L’objectif du présent article était aussi d’examiner les différences dans les stratégies d’adaptation selon des caractéristiques démographiques et militaires clés. Conformément aux résultats antérieurs, les femmes ont obtenu des scores d’adaptation positive plus élevés que les hommesNote 34Note 35. Contre toute attente, elles ont aussi obtenu des scores d’adaptation négative plus élevés. Les travaux de recherche ont indiqué que les femmes ont recours à des stratégies d’adaptation plus variées que les hommesNote 36. Cette constatation expliquerait en partie pourquoi les femmes mentionnent habituellement des niveaux de stress plus élevés que les hommesNote 34Note 37.

Des différences selon les rangs ont aussi été observées dans les stratégies d’adaptation, les MR sub affichant des scores d’adaptation positive plus faibles et des scores d’adaptation négative plus élevés que les MR sup et les officiers. À l’heure actuelle, peu de recherches ont porté sur les différences d’adaptation selon les rangs, mais le personnel du rang supérieur pourrait avoir été ainsi promu en partie en raison de sa capacité à gérer le stress. En effet, une étude a révélé que les recrues qui utilisaient des stratégies plus adaptatives étaient plus susceptibles d’être retenues pour une promotion à la fin de leur formation de baseNote 38.

Les résultats ont montré des scores d’adaptation positive plus élevés chez les membres de la Force régulière ayant reçu une formation en santé mentale. Il convient de noter que la majorité des stratégies d’adaptation appartenant à la catégorie de l’adaptation positive sont encouragées dans le cadre des programmes de santé mentale et de bien-être des FAC ou du ministère de la Défense nationale, comme En route vers la préparation mentale ou Le stress : Ça se combat! (p. ex. parler aux autres, regarder le bon côté des choses)Note 39. Enfin, selon les résultats, les membres ayant été déployés en Afghanistan ont obtenu des scores d’adaptation positive plus faibles que ceux n’ayant pas été déployés en soutien à cette mission.
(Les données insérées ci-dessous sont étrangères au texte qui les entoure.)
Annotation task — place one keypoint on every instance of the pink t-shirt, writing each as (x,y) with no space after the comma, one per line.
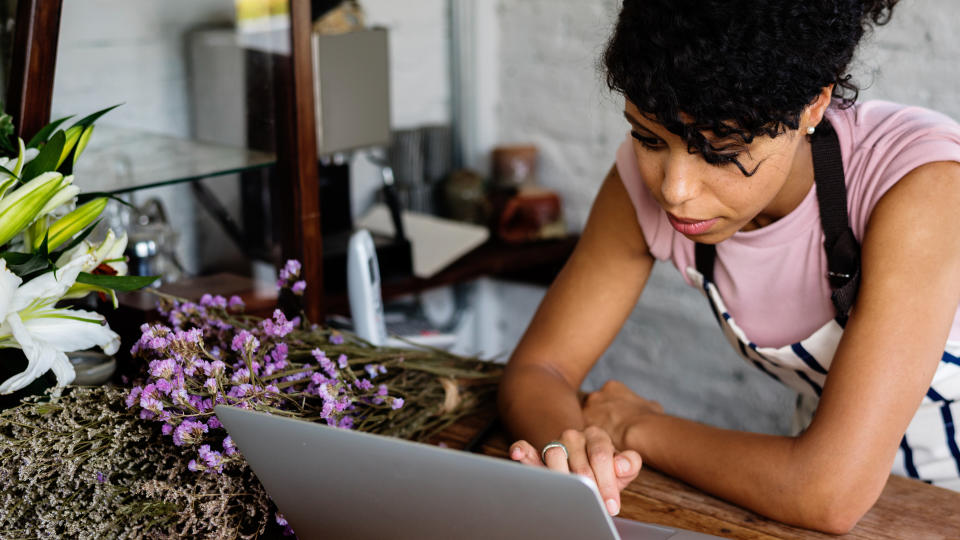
(773,279)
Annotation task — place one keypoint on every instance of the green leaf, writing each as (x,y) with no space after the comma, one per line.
(47,159)
(6,132)
(15,257)
(8,171)
(76,241)
(89,120)
(44,134)
(117,283)
(34,263)
(89,196)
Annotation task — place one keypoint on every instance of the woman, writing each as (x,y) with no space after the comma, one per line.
(728,103)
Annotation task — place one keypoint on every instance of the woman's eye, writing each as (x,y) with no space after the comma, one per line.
(651,143)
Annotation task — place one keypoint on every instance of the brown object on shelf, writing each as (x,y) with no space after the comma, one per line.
(532,214)
(514,165)
(536,262)
(906,508)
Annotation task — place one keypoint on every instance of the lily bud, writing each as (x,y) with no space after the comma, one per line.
(73,223)
(20,208)
(82,143)
(72,135)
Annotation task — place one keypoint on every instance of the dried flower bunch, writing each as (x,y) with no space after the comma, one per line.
(155,460)
(84,467)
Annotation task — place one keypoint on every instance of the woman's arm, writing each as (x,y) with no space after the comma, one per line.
(578,318)
(829,476)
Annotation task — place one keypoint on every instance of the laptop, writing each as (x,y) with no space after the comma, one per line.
(336,483)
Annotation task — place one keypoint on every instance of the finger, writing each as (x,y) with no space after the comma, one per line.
(628,465)
(579,462)
(525,453)
(600,452)
(556,459)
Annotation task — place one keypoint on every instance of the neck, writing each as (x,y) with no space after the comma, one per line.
(795,189)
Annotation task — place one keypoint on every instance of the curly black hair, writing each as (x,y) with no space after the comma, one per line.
(738,68)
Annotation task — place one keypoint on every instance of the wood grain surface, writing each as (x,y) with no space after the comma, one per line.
(907,509)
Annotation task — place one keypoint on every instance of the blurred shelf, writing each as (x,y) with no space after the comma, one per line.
(122,160)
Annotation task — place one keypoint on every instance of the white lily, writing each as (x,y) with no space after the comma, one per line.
(108,252)
(45,333)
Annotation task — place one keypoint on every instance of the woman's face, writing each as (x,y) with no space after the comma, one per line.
(709,203)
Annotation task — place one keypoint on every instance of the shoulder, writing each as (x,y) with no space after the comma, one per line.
(884,142)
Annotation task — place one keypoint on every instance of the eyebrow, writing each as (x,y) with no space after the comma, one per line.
(630,118)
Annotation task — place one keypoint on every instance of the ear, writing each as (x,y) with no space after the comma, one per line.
(813,114)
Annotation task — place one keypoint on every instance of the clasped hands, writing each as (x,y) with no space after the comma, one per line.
(597,452)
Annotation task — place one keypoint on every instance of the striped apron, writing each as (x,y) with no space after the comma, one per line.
(929,449)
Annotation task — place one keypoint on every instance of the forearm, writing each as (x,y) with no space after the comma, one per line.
(776,476)
(537,404)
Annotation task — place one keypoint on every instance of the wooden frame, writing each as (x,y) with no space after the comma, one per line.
(296,200)
(30,89)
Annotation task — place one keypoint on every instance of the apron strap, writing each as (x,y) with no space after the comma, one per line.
(840,245)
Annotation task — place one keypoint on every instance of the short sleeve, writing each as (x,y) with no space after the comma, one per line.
(653,221)
(883,142)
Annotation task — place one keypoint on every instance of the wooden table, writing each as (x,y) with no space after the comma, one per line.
(907,509)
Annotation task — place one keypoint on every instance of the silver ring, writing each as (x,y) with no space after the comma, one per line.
(553,444)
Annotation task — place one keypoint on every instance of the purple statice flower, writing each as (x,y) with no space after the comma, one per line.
(194,336)
(188,432)
(279,354)
(180,396)
(279,326)
(133,396)
(298,287)
(211,458)
(244,341)
(150,399)
(291,270)
(241,391)
(164,386)
(240,375)
(163,369)
(215,368)
(228,447)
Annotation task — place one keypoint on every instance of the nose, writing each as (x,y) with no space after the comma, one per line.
(681,182)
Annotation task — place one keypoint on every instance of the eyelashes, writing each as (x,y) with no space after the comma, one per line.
(651,143)
(719,160)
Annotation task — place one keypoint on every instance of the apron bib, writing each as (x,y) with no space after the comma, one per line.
(929,450)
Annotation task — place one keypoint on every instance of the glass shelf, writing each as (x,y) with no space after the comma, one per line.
(122,160)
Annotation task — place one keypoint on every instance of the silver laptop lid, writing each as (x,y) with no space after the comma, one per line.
(334,483)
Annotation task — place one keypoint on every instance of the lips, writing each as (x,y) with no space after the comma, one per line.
(690,227)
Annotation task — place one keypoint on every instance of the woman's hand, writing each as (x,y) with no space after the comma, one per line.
(593,456)
(614,408)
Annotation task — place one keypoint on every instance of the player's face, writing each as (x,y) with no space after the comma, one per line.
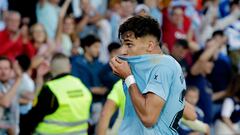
(132,46)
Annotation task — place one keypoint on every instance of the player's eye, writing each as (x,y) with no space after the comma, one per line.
(129,45)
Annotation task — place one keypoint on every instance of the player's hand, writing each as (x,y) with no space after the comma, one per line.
(120,67)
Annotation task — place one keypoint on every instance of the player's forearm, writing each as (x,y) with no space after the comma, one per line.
(140,105)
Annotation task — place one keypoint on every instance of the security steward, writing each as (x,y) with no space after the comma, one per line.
(63,106)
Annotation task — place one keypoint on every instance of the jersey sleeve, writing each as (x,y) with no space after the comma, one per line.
(160,82)
(114,94)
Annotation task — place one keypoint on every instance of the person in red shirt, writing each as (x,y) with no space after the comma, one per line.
(175,26)
(12,42)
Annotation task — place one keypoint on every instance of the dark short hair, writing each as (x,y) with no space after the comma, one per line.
(182,42)
(234,2)
(4,58)
(113,46)
(217,33)
(24,62)
(89,40)
(141,26)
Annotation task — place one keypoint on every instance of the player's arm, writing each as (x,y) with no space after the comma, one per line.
(106,114)
(147,106)
(189,112)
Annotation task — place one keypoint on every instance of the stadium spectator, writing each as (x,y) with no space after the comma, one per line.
(12,41)
(192,96)
(3,11)
(9,109)
(87,67)
(230,114)
(27,86)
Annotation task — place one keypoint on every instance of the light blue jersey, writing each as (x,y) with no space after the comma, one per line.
(161,75)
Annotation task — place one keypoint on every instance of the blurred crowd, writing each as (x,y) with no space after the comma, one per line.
(202,35)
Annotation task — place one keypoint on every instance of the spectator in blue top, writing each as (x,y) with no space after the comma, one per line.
(87,67)
(108,79)
(228,124)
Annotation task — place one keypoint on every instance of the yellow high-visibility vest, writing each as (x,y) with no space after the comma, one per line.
(71,117)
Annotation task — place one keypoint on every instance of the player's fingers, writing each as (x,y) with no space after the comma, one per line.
(113,67)
(119,60)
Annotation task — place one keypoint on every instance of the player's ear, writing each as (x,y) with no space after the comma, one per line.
(151,46)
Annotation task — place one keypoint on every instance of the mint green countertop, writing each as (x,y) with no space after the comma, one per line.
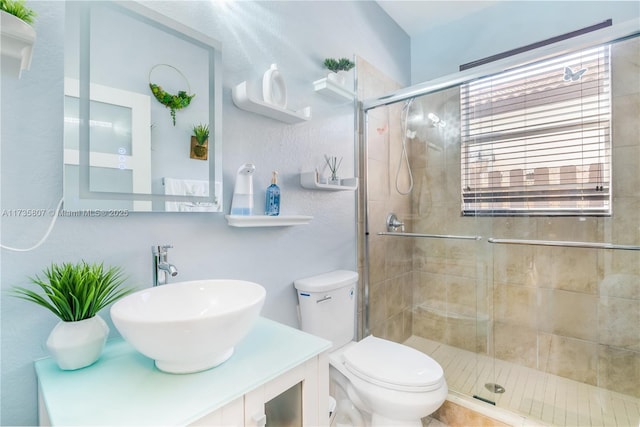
(125,388)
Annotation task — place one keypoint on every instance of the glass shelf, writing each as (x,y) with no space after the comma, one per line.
(243,100)
(267,221)
(309,180)
(16,44)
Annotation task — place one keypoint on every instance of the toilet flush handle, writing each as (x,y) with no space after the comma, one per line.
(323,299)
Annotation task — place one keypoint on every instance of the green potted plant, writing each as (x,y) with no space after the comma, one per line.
(172,102)
(342,64)
(338,68)
(200,142)
(75,293)
(19,9)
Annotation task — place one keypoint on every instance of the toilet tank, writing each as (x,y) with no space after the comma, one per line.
(328,305)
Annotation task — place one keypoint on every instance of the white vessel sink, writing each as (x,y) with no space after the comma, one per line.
(189,326)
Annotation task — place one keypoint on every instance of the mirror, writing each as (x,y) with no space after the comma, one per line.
(132,99)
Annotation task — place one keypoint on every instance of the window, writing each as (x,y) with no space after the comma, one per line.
(536,140)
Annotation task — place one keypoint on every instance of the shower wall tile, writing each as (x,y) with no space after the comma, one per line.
(515,343)
(572,269)
(622,285)
(625,124)
(428,323)
(626,228)
(625,71)
(571,358)
(619,322)
(514,265)
(619,370)
(378,181)
(430,290)
(515,305)
(569,314)
(378,138)
(626,180)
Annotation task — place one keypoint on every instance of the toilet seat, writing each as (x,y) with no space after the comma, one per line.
(393,366)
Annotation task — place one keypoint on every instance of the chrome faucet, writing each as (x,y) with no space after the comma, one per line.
(161,267)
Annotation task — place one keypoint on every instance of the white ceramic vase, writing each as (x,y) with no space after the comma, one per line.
(74,345)
(339,78)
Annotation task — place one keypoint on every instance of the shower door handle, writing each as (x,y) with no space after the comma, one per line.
(393,223)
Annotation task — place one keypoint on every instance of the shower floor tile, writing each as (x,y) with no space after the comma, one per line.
(533,394)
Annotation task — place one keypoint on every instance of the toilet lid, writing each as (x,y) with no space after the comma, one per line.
(393,365)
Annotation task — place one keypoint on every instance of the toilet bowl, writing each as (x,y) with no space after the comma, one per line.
(390,384)
(394,385)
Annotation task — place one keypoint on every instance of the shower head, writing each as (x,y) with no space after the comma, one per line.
(436,121)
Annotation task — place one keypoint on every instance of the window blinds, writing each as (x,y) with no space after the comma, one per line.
(536,140)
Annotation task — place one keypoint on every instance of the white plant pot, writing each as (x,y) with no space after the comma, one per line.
(74,345)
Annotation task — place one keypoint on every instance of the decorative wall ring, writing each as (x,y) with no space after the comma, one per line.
(172,102)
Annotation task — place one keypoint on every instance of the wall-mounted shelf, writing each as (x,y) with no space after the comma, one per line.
(244,100)
(332,89)
(267,221)
(16,44)
(309,180)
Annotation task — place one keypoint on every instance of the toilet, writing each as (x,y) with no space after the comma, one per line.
(376,382)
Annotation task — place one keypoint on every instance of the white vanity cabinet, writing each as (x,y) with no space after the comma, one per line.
(276,371)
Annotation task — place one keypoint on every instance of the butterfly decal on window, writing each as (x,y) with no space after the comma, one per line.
(573,76)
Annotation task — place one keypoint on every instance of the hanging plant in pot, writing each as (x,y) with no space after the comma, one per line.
(338,68)
(171,101)
(200,142)
(76,293)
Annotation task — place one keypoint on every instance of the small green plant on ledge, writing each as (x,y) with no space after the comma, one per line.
(19,9)
(335,65)
(75,292)
(200,148)
(201,132)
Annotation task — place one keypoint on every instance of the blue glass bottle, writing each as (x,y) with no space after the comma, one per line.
(272,206)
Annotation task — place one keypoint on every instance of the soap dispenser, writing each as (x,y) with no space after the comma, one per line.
(242,202)
(272,206)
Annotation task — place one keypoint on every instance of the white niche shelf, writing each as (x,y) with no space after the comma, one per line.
(267,221)
(331,89)
(310,180)
(244,100)
(16,44)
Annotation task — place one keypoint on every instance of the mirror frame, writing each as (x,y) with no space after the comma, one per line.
(161,22)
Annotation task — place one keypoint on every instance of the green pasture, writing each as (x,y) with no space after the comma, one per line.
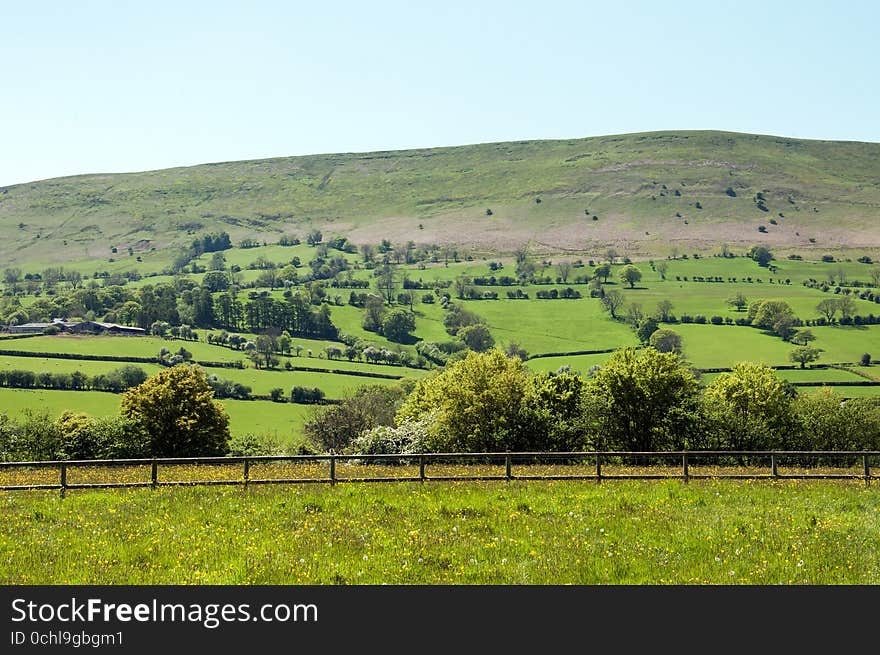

Il se pourrait qu’une exposition à des stresseurs extrêmes inhérents à la mission ait entraîné un épuisement des ressources cognitives, qui sont habituellement nécessaires pour faire preuve d’adaptation positiveNote 4.

Conclusion

Les résultats de la présente étude s’ajoutent au modeste corpus de recherches sur le recours à des stratégies d’adaptation dans la population de la Force régulière des FAC. Ils attirent également l’attention sur une démarche qui serait utile pour opérationnaliser l’adaptation dans le cadre de futures travaux de recherche reposant sur l’ESMFC. Le suivi de cette étude comprendra la réalisation d’autres analyses fondées sur l’ESMFC afin d’examiner l’adaptation relativement aux rencontres stressantes et au bien-être, ainsi que dans le milieu de travail militaire.